A heavy administrative burden keeps top academic scientists from doing science, argues Adam James
When I grow up, I want to be a scientist. Sometimes, though, I fear that it is no longer possible. I fear that I will become an administrator of scientific tasks rather than an investigator of scientific truths.
My academic experience thus far has taught me that science has become something done mainly by graduate students and postdoctoral researchers, not by the principal investigators who have ostensibly achieved their career goal — the freedom to steer and delve into their own research ideas. The students and postdocs might do science with the firm, guiding hand and skilful collaboration of the principal investigator, or in a series of inspired individual moments, deliberate or otherwise. But they are the ones most often practising the craft. The principal investigator isn't a scientist — not anymore. This person, with all of the education and training to be a scientist, has instead become an administrator.
The tasks are many. Principal investigators must apply for funding, a regular and obviously essential, yet time-consuming, exercise. They must stock the lab with equipment, nurture ideas about the research group's direction and, optimally, relay knowledge about how to use equipment and manage data. They're also often lecturers, or unit or department coordinators, and perhaps advisers for undergraduate students. The principal investigator, as I see it from my graduate-student perch, also provides the link between the lab and the research world by supplying junior scientists with a network of scientific colleagues, financial support to attend conferences, guidance on writing papers and other key forms of help.
In the middle of (and despite) all these duties, he or she should also, ideally, be a source of inspiration for the next generation of scientists. The principal investigator should spend some time supervising undergraduate laboratories; after all, when better to establish a rapport with potential researchers than during long hours assisting with their studies?
The demands are many, and most are worthy. They could easily fill the time of anyone who cares enough to pursue them to a satisfactory, let alone rigorous, completion. Why are course coordination and other routine administrative tasks part of the job description of tenured academics? If our top researchers weren't burdened with these duties, perhaps they could get back into the lab and make more of their contributions to science.
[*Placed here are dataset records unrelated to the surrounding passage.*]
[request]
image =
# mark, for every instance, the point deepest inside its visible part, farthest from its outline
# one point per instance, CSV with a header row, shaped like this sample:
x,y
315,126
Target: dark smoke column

My view of science might be idealistic. To me, science is the way to directly improve the progress and future of humanity. Many occupations contribute to or enhance our lives, from manufacturing and production to sports and entertainment. Politics is admirable in many respects as an archetype of selfless giving, although it is tainted by individual failings and strategies aimed strictly at winning elections. But it is science that provides the means to make a long-term, meaningful contribution to our future by shining a light down the often-dark halls of knowledge. If the scientist inevitably becomes an administrator, this lofty goal seems much harder to achieve.
Somewhere along the line, the institution of scientific research began overloading scientists with too many tasks, too many responsibilities. Hence, the graduate students who do become inspired with the wonder of science may go on to become administrators — less connected to the very science that inspired them. We are training to become scientists, yet, on successfully reaching our goal, we are promptly promoted out of our primary objective and passion.
Maybe this constellation of administrative and research tasks is simply the way things are in an increasingly complex and bureaucratic scientific research environment. Nevertheless, it is a concern for the budding scientist. We need more scientists. We need more teachers and administrators. Ideally, they would not all be the same person.